Task 17: Hunt an N+1 query caused by lazy loading¶

Problem. (If you have an ORM handy — Hibernate/JPA or EF Core.) Create a parent entity with a lazy child association. Write a loop that iterates parents and touches the child on each. Enable SQL logging and count the queries. Confirm the N+1 pattern (1 + N). Then fix it with an eager fetch (JOIN FETCH / Include) and confirm a single query. Finally, trigger and explain a LazyInitializationException (or EF detached-context error) by touching the association after the session/context closes.

Hints (try without first). - N+1: parents query + one child query per parent. Visible only in query logs. - Eager fix: SELECT p FROM Parent p JOIN FETCH p.children. - The exception happens because the lazy thunk has no open session to force against — laziness moved the failure to first access, past the boundary.

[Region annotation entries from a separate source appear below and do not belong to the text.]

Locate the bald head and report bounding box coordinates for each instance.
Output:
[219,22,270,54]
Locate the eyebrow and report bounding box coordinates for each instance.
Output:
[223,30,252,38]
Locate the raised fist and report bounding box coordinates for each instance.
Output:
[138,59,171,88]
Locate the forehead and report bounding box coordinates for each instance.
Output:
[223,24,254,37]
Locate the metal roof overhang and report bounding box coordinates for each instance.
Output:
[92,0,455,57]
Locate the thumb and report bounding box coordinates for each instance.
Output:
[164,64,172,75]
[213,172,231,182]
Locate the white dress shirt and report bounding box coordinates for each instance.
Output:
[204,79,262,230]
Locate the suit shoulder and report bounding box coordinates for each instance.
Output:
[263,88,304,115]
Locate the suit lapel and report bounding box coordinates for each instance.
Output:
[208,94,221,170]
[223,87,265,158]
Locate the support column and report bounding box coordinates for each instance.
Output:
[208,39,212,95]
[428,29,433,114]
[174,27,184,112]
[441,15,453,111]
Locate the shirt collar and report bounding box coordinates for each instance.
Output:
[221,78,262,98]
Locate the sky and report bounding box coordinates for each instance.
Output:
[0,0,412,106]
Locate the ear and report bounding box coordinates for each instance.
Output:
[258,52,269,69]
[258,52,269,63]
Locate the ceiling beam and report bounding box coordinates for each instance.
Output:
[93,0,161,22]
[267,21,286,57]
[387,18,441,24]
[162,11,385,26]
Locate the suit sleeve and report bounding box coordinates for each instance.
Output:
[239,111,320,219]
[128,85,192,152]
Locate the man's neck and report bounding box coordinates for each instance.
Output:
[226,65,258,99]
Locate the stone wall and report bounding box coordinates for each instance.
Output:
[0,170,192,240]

Self-check. - [ ] You can spot N+1 from query logs, not from reading the code. - [ ] You can explain where the lazy-loading failure surface lives and how DTOs/eager fetch move it back inside the transaction.

Self-Assessment¶

You are done with this topic when you can, without notes:

Explain eager vs. lazy and point to short-circuit operators as everyday laziness.
Build an infinite lazy stream and bound it correctly (and explain why an unbounded list()/collect() hangs).
Reproduce and explain: generator exhaustion, the [2,2,2] closure trap, LINQ multiple enumeration, the Java single-use stream, and sorted().limit() hanging on an infinite stream.
Reproduce a Haskell foldl space leak, fix it with foldl', and explain why a tuple accumulator still leaks (WHNF vs. NF).
Write a correct thread-safe lazy singleton with the right primitive, and explain why hand-rolled DCL without a barrier is broken.
Diagnose an ORM N+1 and a LazyInitializationException, and state the fix.
Decide eager vs. lazy by where you want cost and failure to land.